En France, où le débat sur la taxation des superprofits fait également rage, porté notamment par l'opposition de gauche, le gouvernement a rapidement réagi. En effet, le ministère français de l'Economie a souligné dimanche que la "contribution" des énergéticiens que l'Allemagne a promis de soutenir au niveau européen n'était "absolument pas" une taxe.

"L'Allemagne met en place une contribution obligatoire des entreprises qui bénéficient du prix du gaz alors qu'elles produisent de l'électricité à partir du charbon, du nucléaire ou d'énergies renouvelables [...] C'est exactement ce que la France fait avec les énergies renouvelables ou d'une autre manière avec (l'énergéticien) EDF en augmentant le volume d'ARENH (accès régulé à l'électricité nucléaire historique, NDLR)", a fait valoir Bercy.

"Les mécanismes ne sont pas forcément les mêmes, mais la logique l'est (...) et elle ne relève en rien de la fiscalité", a tenté de déminer le ministère, alors que les appels à taxer les bénéfices exceptionnels de grandes entreprises comme TotalEnergies ou CMA CGM se multiplient depuis cet été.

L'inflation pourrait atteindre 10% d'ici à fin 2022

En Allemagne, ce plan massif constitue le troisième train de mesures destiné à compenser les hausses drastiques des prix, notamment dans le secteur de l'énergie, consécutives à la guerre en Ukraine. Olaf Scholz avait réuni samedi, jusque tard dans la soirée, les principales figures du gouvernement pour finaliser ce plan.

Et pour cause, déjà poussée par la flambée des prix de l'énergie dans le sillage de la guerre en Ukraine, l'inflation est repartie à la hausse en Allemagne en août, à 7,9% sur un an, après deux mois de ralentissement. Selon des chiffres provisoires publiés le 27 août par l'institut de statistiques Destatis, l'indice des prix a gagné 0,4 point en glissement annuel par rapport à juillet, et revient donc à son niveau de mai.

Surtout, en octobre, une taxe sur le gaz destinée à éviter la faillite des groupes énergétiques allemands entrera en vigueur. Et celle-ci entraînera une nouvelle hausse de plusieurs centaines d'euros de la facture énergétique des ménages. Dans ces conditions, le patron de la Banque centrale allemande, la Bundesbank, a jugé probable que l'inflation atteigne 10% d'ici la fin de l'année, une première depuis les années 1950.

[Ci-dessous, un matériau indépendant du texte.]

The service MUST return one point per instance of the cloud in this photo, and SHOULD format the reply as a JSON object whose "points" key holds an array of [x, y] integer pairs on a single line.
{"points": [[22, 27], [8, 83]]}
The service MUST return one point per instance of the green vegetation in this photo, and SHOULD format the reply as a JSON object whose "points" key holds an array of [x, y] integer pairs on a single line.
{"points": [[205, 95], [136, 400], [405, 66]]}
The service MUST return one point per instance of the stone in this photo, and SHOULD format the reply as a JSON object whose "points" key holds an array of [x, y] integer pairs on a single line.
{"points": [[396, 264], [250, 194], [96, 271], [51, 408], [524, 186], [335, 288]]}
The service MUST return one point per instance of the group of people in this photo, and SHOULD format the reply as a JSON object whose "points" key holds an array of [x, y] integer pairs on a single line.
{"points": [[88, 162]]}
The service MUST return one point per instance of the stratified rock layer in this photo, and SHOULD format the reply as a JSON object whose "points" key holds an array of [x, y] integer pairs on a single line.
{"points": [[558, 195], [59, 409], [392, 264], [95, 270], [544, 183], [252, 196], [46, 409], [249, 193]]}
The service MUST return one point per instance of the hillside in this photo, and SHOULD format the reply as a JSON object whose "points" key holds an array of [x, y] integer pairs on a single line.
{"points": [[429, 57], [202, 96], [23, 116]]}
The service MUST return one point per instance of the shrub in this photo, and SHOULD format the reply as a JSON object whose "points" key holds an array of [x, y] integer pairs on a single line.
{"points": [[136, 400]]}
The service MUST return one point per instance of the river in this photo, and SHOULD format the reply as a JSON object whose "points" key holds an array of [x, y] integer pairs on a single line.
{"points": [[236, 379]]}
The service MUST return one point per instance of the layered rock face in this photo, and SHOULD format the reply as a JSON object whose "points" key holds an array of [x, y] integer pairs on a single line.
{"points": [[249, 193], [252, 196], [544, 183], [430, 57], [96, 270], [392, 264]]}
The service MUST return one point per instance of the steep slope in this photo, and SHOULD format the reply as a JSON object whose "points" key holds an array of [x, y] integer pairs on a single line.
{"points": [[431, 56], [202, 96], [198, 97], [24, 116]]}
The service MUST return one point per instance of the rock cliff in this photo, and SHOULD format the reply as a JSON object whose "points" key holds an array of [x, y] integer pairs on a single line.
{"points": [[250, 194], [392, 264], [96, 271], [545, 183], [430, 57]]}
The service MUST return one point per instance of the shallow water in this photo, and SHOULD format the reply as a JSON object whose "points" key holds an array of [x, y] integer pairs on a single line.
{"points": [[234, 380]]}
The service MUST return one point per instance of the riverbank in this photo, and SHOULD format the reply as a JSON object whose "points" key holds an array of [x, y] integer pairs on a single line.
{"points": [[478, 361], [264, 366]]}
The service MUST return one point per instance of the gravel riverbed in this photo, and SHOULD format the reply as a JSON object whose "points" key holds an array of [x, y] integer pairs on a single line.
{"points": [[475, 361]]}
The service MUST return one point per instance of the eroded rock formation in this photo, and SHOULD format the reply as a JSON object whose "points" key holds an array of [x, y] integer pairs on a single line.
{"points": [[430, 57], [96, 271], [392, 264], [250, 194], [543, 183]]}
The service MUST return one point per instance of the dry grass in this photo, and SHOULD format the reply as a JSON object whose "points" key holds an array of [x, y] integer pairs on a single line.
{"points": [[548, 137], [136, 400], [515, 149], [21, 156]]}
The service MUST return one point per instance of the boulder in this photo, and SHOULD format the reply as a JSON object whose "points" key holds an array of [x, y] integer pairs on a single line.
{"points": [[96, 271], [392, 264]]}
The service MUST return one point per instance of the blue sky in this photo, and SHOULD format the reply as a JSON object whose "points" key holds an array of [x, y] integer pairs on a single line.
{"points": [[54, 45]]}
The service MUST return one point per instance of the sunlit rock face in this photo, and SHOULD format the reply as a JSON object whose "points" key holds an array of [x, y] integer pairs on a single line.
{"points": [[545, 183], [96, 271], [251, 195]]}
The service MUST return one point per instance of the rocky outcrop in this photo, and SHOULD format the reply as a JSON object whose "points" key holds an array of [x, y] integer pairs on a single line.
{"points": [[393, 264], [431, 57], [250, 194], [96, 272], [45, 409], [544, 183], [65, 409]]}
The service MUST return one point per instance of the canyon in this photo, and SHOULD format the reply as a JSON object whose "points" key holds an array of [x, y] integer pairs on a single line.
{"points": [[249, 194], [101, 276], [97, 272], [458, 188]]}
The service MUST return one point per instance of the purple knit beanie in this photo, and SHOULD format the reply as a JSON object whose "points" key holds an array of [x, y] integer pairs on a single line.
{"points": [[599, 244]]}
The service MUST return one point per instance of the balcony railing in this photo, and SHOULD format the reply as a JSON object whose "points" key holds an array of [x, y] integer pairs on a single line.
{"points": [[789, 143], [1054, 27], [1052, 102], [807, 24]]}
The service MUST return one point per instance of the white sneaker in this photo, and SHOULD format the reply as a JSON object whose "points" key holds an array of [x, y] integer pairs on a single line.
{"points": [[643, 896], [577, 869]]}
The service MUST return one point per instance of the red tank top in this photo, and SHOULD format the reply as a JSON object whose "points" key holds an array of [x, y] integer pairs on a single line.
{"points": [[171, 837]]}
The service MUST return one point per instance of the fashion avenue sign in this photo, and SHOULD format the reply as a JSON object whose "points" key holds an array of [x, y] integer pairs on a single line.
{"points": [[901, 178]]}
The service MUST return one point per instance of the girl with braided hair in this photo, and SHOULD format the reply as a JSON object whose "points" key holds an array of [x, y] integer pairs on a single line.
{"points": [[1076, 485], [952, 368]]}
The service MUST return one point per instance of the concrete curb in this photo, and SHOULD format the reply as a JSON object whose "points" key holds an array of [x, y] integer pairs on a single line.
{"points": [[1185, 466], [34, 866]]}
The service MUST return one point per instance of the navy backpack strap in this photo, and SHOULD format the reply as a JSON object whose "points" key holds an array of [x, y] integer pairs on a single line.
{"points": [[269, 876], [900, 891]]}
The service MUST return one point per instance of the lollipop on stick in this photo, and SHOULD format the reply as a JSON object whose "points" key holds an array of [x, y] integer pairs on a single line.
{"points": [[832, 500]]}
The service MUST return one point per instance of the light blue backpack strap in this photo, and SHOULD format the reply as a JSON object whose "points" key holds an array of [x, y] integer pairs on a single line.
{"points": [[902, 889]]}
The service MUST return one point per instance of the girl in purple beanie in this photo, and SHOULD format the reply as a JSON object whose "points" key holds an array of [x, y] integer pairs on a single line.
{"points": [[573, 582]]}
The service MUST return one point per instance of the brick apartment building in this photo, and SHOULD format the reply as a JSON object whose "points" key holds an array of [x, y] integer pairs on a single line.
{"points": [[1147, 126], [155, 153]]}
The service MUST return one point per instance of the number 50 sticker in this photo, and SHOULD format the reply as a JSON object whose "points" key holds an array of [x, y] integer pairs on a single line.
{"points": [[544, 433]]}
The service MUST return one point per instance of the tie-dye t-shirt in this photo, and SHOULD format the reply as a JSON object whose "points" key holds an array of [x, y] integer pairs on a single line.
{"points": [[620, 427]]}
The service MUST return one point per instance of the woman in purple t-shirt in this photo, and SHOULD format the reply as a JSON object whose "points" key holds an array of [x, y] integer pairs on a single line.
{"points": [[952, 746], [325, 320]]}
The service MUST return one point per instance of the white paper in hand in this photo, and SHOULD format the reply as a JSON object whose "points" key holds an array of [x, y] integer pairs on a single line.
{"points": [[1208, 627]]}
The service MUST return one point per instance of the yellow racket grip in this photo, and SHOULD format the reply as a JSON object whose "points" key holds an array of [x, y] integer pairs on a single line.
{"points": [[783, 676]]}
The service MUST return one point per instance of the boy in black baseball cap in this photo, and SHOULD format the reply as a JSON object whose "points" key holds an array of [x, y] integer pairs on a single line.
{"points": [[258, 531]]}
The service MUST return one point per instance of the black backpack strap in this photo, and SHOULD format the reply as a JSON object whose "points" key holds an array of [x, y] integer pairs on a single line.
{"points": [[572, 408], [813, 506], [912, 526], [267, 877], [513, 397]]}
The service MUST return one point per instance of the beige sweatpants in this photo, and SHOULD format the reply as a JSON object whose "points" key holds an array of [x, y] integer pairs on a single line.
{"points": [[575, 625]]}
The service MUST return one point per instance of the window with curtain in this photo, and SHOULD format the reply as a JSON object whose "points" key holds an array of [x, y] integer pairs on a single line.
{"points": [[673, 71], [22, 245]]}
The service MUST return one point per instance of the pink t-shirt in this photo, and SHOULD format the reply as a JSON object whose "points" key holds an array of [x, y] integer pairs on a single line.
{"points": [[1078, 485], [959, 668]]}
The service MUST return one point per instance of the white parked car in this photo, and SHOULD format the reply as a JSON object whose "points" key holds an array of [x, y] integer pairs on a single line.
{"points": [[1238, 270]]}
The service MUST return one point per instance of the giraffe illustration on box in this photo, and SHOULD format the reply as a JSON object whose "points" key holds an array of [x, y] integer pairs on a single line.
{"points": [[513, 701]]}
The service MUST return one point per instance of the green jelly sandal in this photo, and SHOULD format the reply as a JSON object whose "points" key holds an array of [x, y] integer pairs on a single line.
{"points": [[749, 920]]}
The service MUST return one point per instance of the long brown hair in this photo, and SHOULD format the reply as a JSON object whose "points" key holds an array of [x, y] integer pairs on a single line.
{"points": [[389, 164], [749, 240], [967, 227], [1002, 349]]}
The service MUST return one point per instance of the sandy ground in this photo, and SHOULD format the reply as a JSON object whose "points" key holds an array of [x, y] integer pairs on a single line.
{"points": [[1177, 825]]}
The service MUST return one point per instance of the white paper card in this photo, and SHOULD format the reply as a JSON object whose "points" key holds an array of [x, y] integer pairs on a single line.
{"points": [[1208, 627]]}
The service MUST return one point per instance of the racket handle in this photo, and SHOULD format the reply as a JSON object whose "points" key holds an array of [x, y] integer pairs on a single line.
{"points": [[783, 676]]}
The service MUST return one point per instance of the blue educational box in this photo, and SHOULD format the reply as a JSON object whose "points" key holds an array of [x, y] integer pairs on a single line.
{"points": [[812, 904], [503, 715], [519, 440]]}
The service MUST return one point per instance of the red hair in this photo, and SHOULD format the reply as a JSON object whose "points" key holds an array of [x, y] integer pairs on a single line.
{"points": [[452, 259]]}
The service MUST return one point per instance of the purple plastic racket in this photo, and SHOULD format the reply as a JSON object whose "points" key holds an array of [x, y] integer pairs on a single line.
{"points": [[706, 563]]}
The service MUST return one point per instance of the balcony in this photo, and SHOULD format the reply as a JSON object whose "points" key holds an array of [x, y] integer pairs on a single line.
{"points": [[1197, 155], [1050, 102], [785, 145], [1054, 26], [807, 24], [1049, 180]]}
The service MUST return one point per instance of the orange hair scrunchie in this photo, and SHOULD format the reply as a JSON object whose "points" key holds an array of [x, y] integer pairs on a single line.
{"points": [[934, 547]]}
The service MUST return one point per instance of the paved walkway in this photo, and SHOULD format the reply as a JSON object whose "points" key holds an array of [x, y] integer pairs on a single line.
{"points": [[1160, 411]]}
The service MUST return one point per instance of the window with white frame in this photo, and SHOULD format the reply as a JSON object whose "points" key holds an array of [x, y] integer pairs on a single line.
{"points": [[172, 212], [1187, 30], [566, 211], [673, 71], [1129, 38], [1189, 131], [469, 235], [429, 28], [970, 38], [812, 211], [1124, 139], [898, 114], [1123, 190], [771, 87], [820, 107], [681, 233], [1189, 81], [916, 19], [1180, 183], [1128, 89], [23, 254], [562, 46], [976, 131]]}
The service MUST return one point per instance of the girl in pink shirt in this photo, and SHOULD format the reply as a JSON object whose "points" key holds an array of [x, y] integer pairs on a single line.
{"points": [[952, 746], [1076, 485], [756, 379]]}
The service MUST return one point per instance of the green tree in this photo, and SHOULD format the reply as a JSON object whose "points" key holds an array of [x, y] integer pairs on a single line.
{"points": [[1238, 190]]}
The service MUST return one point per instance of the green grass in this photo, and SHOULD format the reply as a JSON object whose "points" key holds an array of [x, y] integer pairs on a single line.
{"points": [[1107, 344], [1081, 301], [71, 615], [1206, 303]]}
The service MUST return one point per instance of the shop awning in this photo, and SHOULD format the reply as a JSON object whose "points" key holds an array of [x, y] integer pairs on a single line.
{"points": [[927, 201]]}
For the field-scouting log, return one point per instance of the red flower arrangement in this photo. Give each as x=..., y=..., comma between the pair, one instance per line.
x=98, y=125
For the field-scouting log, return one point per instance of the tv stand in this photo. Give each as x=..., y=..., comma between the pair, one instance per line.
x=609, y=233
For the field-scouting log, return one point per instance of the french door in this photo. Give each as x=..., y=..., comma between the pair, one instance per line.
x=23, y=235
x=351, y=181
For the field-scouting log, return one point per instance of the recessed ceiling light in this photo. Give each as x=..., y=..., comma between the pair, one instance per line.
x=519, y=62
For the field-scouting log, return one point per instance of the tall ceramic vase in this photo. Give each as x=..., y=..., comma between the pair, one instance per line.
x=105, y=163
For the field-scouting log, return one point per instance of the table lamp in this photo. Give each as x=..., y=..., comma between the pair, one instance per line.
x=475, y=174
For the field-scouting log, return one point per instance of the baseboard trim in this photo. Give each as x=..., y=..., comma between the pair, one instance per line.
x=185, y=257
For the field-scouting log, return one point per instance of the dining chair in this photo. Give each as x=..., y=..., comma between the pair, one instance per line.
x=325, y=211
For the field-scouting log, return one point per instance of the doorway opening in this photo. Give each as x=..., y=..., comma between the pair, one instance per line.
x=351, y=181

Plusieurs aides arrivent à échéance

Cette augmentation met fin à deux mois de baisse, permise par des mesures temporaires gouvernementales pour alléger la facture énergétique des ménages. Depuis le début de l'invasion russe de l'Ukraine, fin février, le gouvernement a en effet déjà débloqué deux trains d'aides totalisant quelque 30 milliards d'euros. L'exécutif a notamment instauré en juin une réduction de taxe exceptionnelle sur le carburant, ainsi qu'un ticket à 9 euros par mois valable dans tous les transports publics, hors lignes à grande vitesse. Mais la plupart de ces mesures prendront fin en septembre, laissant craindre un emballement des prix d'ici aux prochains mois.

Comme dans d'autres pays européens, la situation nourrit l'inquiétude de la population et alimente les appels à manifester, essentiellement à l'initiative de l'extrême droite ou de l'extrême gauche.